Les anciens l'ont nommé Lieu-dit Sécheron.


Comme on le remarque s'agissant de lieux célèbres où la nature et les hommes ont conjugué leurs efforts pour donner naissance à une tradition voire à une visibilité, le hameau de Sécheron se présente à la fois sous l'apparence d'une composition d’éléments naturels tels qu'on les retrouve dans les contreforts du Jura et sur les bords de l'Ain et sous l'aspect de vestiges d'une époque laborieuse qu'on visite par curiosité ou par sympathie.
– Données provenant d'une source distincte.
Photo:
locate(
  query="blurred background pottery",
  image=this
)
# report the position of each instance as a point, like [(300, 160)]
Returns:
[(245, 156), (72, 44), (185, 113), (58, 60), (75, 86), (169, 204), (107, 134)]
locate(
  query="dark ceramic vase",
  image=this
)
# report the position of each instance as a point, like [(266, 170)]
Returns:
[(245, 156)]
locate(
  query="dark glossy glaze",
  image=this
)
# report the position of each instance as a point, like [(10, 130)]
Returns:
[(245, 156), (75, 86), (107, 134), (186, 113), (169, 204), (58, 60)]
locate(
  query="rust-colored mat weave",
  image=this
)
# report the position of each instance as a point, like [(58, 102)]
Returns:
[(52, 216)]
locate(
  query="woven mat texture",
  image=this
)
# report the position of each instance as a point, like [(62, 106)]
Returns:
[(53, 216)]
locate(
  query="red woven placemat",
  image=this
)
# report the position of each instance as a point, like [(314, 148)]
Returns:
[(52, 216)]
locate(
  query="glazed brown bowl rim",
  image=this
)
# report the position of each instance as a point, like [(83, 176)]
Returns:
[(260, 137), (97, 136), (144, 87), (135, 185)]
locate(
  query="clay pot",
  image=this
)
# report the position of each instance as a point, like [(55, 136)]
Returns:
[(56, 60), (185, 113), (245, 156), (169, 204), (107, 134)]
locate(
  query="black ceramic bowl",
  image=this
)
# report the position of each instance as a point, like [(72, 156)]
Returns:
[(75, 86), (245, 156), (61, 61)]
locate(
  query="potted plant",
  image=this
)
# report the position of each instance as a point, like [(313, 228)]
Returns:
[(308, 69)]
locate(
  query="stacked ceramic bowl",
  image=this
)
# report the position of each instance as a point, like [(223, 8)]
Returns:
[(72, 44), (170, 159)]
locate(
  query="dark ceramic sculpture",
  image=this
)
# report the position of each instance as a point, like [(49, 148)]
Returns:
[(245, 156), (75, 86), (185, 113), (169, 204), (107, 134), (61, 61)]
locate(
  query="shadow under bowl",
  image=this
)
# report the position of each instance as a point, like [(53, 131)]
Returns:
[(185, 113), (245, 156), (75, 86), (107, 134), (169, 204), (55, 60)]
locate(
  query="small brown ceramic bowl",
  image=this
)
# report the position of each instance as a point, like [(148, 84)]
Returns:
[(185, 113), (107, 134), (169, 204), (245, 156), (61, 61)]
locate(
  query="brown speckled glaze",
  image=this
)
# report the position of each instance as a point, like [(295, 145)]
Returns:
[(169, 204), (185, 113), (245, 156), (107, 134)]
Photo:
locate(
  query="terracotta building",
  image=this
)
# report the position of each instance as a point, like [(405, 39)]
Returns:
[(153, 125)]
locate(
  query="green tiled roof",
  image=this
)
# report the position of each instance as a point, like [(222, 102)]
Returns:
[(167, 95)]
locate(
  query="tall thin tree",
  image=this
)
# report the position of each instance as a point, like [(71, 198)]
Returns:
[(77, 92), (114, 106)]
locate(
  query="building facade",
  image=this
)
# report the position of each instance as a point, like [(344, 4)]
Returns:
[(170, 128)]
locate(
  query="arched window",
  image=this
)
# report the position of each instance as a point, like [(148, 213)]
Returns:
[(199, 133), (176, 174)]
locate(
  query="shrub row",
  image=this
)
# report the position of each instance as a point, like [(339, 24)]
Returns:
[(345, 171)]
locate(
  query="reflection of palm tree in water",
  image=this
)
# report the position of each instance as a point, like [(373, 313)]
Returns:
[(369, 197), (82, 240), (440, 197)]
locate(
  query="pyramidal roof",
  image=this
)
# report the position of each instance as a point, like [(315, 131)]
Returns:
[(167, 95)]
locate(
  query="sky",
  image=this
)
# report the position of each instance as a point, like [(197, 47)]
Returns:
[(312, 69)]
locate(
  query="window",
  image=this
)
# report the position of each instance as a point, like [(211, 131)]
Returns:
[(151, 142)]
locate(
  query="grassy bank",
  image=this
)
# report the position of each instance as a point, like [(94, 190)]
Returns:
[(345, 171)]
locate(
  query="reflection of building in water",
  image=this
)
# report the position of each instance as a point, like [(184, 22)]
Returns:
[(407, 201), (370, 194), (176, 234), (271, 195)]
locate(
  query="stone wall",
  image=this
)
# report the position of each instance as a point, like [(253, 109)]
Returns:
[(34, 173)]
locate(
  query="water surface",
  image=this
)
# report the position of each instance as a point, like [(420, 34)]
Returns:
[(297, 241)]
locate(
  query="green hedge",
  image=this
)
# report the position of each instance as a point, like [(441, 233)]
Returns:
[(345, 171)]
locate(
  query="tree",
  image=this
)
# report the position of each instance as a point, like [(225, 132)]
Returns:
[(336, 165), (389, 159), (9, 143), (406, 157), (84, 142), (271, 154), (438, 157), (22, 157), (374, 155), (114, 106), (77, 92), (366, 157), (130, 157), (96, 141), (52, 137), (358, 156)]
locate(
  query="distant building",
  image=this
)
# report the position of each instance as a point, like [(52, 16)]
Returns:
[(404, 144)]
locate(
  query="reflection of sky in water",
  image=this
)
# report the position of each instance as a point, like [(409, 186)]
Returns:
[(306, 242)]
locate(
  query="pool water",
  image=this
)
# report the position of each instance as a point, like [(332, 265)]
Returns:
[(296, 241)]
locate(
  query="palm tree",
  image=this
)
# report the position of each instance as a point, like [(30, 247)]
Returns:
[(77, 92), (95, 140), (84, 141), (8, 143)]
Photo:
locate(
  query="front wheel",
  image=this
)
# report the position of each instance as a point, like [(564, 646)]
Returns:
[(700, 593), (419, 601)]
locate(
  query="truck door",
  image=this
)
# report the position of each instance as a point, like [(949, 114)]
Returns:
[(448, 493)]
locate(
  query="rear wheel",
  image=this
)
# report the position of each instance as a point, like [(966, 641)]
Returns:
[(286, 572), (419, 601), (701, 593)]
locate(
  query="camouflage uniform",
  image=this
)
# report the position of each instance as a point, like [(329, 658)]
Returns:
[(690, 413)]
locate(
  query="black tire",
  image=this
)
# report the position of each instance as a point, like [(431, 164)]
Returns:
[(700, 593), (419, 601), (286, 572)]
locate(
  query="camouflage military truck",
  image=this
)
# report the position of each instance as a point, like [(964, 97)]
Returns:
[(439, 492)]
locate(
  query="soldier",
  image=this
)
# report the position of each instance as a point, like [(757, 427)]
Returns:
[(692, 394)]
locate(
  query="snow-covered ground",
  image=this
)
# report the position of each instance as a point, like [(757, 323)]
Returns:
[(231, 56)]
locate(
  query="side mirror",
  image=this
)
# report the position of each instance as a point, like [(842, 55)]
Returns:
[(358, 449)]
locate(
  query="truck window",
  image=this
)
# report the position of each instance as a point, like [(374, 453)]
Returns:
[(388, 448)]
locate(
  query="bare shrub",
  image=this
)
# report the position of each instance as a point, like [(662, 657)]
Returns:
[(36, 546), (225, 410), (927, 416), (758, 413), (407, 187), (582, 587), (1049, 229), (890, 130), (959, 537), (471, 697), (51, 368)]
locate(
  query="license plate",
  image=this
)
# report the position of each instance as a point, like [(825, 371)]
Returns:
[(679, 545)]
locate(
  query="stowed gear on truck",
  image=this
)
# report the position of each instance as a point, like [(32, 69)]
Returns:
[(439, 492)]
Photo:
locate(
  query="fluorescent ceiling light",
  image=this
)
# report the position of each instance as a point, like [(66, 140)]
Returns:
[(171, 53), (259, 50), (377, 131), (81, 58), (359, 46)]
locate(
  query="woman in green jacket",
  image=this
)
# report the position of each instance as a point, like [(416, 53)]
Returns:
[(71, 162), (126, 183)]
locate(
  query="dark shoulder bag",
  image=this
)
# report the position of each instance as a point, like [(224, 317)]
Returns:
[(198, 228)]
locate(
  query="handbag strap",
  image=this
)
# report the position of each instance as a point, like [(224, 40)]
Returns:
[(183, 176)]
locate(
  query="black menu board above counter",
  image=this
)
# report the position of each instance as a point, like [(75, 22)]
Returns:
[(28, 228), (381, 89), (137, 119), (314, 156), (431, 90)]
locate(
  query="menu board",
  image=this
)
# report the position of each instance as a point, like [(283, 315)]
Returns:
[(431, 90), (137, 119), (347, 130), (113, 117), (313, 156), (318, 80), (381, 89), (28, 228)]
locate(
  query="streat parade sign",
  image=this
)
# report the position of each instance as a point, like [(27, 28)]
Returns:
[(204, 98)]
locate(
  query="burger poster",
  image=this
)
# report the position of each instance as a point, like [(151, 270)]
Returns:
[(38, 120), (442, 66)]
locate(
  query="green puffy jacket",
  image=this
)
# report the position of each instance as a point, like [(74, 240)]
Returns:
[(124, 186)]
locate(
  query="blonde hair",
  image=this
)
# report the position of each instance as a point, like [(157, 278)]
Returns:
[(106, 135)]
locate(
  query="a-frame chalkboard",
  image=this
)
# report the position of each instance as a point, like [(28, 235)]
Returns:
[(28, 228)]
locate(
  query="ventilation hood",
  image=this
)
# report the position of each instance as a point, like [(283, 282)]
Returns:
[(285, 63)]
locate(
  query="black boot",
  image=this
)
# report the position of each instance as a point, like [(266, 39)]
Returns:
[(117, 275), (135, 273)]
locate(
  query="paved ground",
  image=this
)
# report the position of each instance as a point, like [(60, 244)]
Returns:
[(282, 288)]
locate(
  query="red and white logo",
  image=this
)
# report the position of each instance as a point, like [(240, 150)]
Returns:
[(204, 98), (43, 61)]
Ce petit hameau du Bugey figure comme un paysage complet au sens où il dispose de ce qui apparait à Jean Guitton indispensable pour sa définition : une rivière, un pré, une colline avec des arbres.

Parmis ces derniers, les noyers tiennent une place privilégiée sur le finage de Saint jean-Le-Vieux. Mais  en  dehors  des vergers à noyers,  à pommiers et des vignes, on

retiendra surtout la présence de moraines médiocrement fertiles et d'une forêt, sillonnée par plusieurs chemins de randonnée, qui s'étendent depuis le Gorget jusqu'aux portes de Dalivoy. Son aspect est très caractéristique des sous-bois de petite montagne avec la présence de châtaigneraies sauvages qui viennent s'ajouter à l'inventaire générale des ressources quant à la flore et la faune, bien mises en relief par le périodique de la Société intercommunale de loisir dont le siège est à Jujurieux.

La question du nom de "Sécheron"


Les anciens l'ont nommé lieu-dit Sêcheron, mais sans qu'on sache combien de temps avant le 14° siècle des hommes lui ont assigné un nom, y ont fixé leur résidence ou s'y sont livré à des pratiques de subsistance. Le plus ancien document d'archives connu, signale seulement que le Moulin de Sêcheron a été rebâti en 1355, par la Seigneurie de Varey, suite à sa destruction par les Dauphinois.

Comme si, une fois de plus, ainsi que le rappelle Michel Serres, il avait fallu que la mort de ce qui était avant, ait pour fonction d'attester le commencement de l'histoire saisissable ou le moment à partir duquel le hameau dont nous parlons, à mi chemin entre les sites immémoriaux de Jujurieux et de Varey, avait fait en sorte qu'on parle de lui, par l'intermédiaire de son moulin et qu'ainsi on l'arrache au fleuve blanc de l'inexistence ou, ce qui revient au même, du perpétuel oubli.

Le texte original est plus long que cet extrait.